16 KiB
Operator Guide
Status: v0.1 (WP-0003 baseline) Updated: 2026-05-16
This guide is the user manual for running artifact-store v0.1: the library,
CLI, HTTP ingestion API, manifest surface, retention lifecycle, storage checks,
and the guide-board pilot path.
For architectural background see ARCHITECTURE-BLUEPRINT.md, the ADRs under adr/, and the ROADMAP.
Prerequisites
- Python 3.12 or 3.13
uvon the PATH (one static binary)- A POSIX-ish shell (Linux, macOS, WSL2)
The pinned tech stack is documented in ADR-0005.
Quick start
uv sync --all-extras # install deps; produces .venv/ and uv.lock
cp .env.example .env # optional — the defaults work out of the box
make migrate-fresh # creates ./var/artifactstore.db and applies migrations
make dev # uvicorn on 127.0.0.1:8000
In another terminal:
curl -s http://127.0.0.1:8000/health | python3 -m json.tool
artifactstore health
Both should report status: ok.
Environment variables
All settings are prefixed with ARTIFACTSTORE_ and read by
pydantic-settings from the environment and (optionally) ./.env.

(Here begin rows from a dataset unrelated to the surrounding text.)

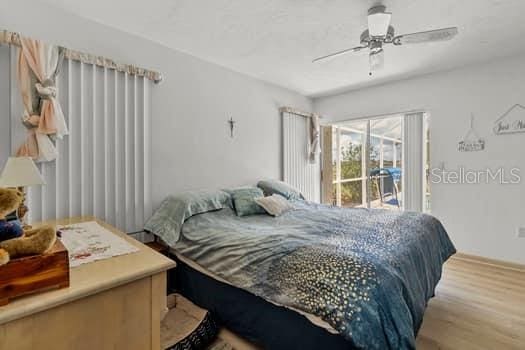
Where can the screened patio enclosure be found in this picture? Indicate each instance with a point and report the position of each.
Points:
(366, 165)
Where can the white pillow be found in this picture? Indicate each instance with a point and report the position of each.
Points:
(274, 205)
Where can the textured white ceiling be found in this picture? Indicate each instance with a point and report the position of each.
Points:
(275, 40)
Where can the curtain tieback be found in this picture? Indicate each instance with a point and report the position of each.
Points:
(31, 121)
(47, 89)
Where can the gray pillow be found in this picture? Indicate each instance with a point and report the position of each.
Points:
(168, 219)
(244, 201)
(271, 187)
(275, 205)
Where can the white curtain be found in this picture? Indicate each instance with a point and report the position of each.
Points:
(413, 155)
(298, 169)
(103, 168)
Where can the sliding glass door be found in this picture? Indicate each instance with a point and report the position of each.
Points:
(366, 166)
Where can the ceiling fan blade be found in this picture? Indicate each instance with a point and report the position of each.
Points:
(339, 53)
(424, 37)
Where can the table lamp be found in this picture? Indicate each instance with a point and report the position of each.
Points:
(21, 172)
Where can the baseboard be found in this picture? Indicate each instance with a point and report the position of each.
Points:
(488, 261)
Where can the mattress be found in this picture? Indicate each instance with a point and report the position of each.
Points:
(368, 274)
(315, 320)
(263, 323)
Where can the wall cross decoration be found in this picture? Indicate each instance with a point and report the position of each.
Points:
(471, 142)
(232, 125)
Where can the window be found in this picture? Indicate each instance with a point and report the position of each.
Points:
(366, 167)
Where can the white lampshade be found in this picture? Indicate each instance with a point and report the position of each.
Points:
(20, 172)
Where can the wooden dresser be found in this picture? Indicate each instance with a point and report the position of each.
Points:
(117, 303)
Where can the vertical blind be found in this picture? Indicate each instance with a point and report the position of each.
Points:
(103, 168)
(413, 168)
(298, 171)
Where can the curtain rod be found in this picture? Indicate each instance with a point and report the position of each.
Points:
(298, 112)
(12, 38)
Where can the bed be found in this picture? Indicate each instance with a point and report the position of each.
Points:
(317, 276)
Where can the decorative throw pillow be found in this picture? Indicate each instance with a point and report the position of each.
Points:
(168, 219)
(270, 187)
(274, 205)
(244, 201)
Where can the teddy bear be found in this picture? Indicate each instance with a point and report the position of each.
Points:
(14, 241)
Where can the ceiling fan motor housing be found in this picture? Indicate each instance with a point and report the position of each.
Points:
(388, 38)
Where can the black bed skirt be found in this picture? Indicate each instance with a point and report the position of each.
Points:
(263, 323)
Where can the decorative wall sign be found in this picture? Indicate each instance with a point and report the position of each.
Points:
(512, 121)
(471, 142)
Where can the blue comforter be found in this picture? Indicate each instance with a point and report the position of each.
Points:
(368, 273)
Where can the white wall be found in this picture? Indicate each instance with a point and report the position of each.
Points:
(191, 143)
(481, 219)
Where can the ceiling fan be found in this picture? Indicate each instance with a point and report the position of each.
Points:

| Variable | Default | Purpose |
|---|---|---|
ARTIFACTSTORE_DATABASE_URL |
sqlite+aiosqlite:///./var/artifactstore.db |
SQLAlchemy async URL. Alembic translates +aiosqlite and +asyncpg to their sync drivers at migrate-time. |
ARTIFACTSTORE_STORAGE_LOCAL_ROOT |
./var/storage |
Root directory for the local filesystem storage backend. Created on first use. |
ARTIFACTSTORE_LOG_LEVEL |
INFO |
Python logging level (DEBUG / INFO / WARNING / ERROR). |
ARTIFACTSTORE_AUTH_TOKENS |
empty | Comma- or newline-separated shared-secret bearer tokens for the HTTP API. |
ARTIFACTSTORE_ANON_READ |
false |
Set true only for local demos where read endpoints may be anonymous. |
ARTIFACTSTORE_API_URL |
http://127.0.0.1:8000 |
Default API base URL used by HTTP-backed CLI commands. |
ARTIFACTSTORE_API_TOKEN |
empty | Default bearer token used by HTTP-backed CLI commands. |
ARTIFACTSTORE_GUIDE_BOARD_SCHEMA |
schemas/guide-board.run.v1.json |
Schema path used by guide-board pilot bootstrap helpers. |
ARTIFACTSTORE_RETENTION_CONFIG_PATH |
empty | Optional TOML file overriding retention-class default durations. |
ARTIFACTSTORE_RETENTION_SWEEP_INTERVAL_SECONDS |
3600 |
Default interval for external schedulers that invoke the retention sweeper. |
ARTIFACTSTORE_STORAGE_BACKENDS |
local |
Comma-separated backend IDs to configure (local, s3). |
ARTIFACTSTORE_STORAGE_DEFAULT_BACKEND |
local |
Backend used when no routing rule matches. |
ARTIFACTSTORE_STORAGE_BACKEND_ROUTES |
empty | Comma-separated producer:retention_class=backend_id rules; * is a wildcard. |
ARTIFACTSTORE_S3_ENDPOINT_URL |
empty | S3-compatible endpoint URL for Ceph RGW / MinIO / AWS S3. |
ARTIFACTSTORE_S3_REGION |
us-east-1 |
S3 signing region. |
ARTIFACTSTORE_S3_BUCKET |
empty | Bucket/container for artifact objects. |
ARTIFACTSTORE_S3_KEY_PREFIX |
empty | Optional object-key prefix before <algorithm>/<hex...>. |
ARTIFACTSTORE_S3_ACCESS_KEY_REF |
empty | Access key reference, env:NAME or file:/mounted/path. |
ARTIFACTSTORE_S3_SECRET_KEY_REF |
empty | Secret key reference, env:NAME or file:/mounted/path. |
ARTIFACTSTORE_S3_STORAGE_CLASS |
empty | Optional storage class sent on writes. |
ARTIFACTSTORE_S3_SSE |
empty | Optional server-side encryption value, e.g. AES256. |
ARTIFACTSTORE_S3_MULTIPART_THRESHOLD_BYTES |
67108864 |
Multipart threshold for the S3 backend. |
ARTIFACTSTORE_S3_MULTIPART_CHUNK_BYTES |
8388608 |
Multipart part size for the S3 backend. |
STATE_HUB_URL |
http://127.0.0.1:8000 |
State Hub base URL used by guide-board linkage helpers. |
STATE_HUB_WORKSTREAM_ID |
empty | Optional workstream id for State Hub linkage events. |
STATE_HUB_TASK_ID |
empty | Optional task id for State Hub linkage events. |
See .env.example for the canonical template.
Retention policy TOML
By default, retention durations come from the seeded retention_classes
rows. Operators can override the default duration per class with
ARTIFACTSTORE_RETENTION_CONFIG_PATH:
[retention_classes.transient]
default_duration_seconds = 86400
[retention_classes."raw-evidence"]
default_duration_seconds = 7776000
[retention_classes."summary-evidence"]
default_duration_seconds = 31536000
[retention_classes."release-evidence"]
default_duration_seconds = 220752000
[retention_classes."permanent-record"]
# Omit default_duration_seconds for no expiry.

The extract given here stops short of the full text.